By Marja Novak and Srdjan Zivulovic
LJUBLJANA/MARIBOR, Slovenia (Reuters) - At least 12 people were injured when police clashed with protesters in Slovenia's second city Maribor on Monday, in the latest of a series of rallies against budget cuts and graft in the financially-troubled Alpine state.
officers said more than 40 people were arrested after some members of the crowd of around 6,000 threw firecrackers, fireworks and rocks. Protesters demanded the resignation of the Mayor Franc Kangler who has been accused of corruption.
Kangler was expelled from the Slovenian People's Party, a junior partner in Prime Minister Janez Jansa's conservative coalition, in November due to allegations of corruption, but has so far refused to resign as mayor.
Protests, organized via Facebook, passed off peacefully in five other cities after an outburst of violence at a protest in the capital Ljubljana on Friday, two days before the presidential election.
Demonstrators said Sunday's election of former centre-left prime minister, Borut Pahor, to the largely ceremonial post of president will not improve conditions in a country badly hit by the global downturn due to its dependency on exports.
"We want deep changes in society and not a change of the leaders' names. We need changes in the banking system, improvement of the system of democracy and of the social state," said Asja, a 21-year philosophy student protesting in Ljubljana.
Slovenia, which joined the euro zone in 2007, is now struggling to avoid a bailout amid recession, high unemployment and a rising number of bad loans in local banks.

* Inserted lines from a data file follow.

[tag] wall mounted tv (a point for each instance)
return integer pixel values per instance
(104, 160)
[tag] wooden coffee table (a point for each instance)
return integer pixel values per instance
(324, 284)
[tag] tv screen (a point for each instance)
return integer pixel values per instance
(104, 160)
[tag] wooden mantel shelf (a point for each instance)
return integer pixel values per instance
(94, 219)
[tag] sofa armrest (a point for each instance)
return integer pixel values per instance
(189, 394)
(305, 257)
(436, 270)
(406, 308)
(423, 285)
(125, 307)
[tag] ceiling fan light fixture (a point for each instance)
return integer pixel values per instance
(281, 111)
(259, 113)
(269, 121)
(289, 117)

The government plans to cut public sector wages, reduce most welfare benefits, raise the retirement age and cut spending on schools and health in order to reduce the budget deficit to some 3 percent of GDP next year from 4.2 percent expected in 2012.

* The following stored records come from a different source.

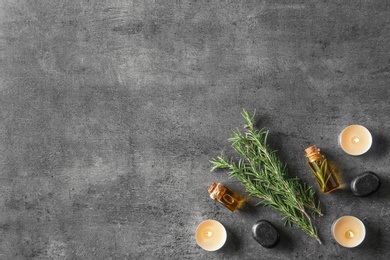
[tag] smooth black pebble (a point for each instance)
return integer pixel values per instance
(265, 234)
(365, 184)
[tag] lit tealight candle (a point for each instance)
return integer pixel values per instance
(211, 235)
(348, 231)
(355, 140)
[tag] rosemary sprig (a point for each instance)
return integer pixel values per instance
(265, 177)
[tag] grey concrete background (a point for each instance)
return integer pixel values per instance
(111, 110)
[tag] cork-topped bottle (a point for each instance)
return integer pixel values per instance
(326, 178)
(225, 196)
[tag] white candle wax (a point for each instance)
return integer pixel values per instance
(348, 231)
(355, 140)
(211, 235)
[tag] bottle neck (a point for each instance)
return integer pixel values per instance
(313, 153)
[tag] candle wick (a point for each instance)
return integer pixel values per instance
(349, 234)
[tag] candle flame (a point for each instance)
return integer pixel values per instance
(356, 140)
(349, 234)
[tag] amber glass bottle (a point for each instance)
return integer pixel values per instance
(326, 178)
(225, 196)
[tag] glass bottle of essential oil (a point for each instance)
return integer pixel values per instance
(326, 177)
(225, 196)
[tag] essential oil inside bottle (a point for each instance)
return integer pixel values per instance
(225, 196)
(326, 177)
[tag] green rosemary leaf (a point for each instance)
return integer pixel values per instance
(266, 178)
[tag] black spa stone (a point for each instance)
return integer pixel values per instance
(265, 234)
(365, 184)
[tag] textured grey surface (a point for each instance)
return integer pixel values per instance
(111, 110)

"I'm here because I protest against the violence of Jansa's government towards the nation. I support the people of Maribor. I will keep coming back to protest until this government leaves," said retired policeman Zoran Rink.
Analysts said the protests were hurting the Slovenian economy as they were projecting an image of Slovenia as a potentially unstable country.
"Businessmen are telling us that their partners abroad are already raising their eyebrows because of the protests. I expect Kangler will have to resign soon which could calm the protesters," Borut Hocevar, an analyst at daily Finance, told Reuters.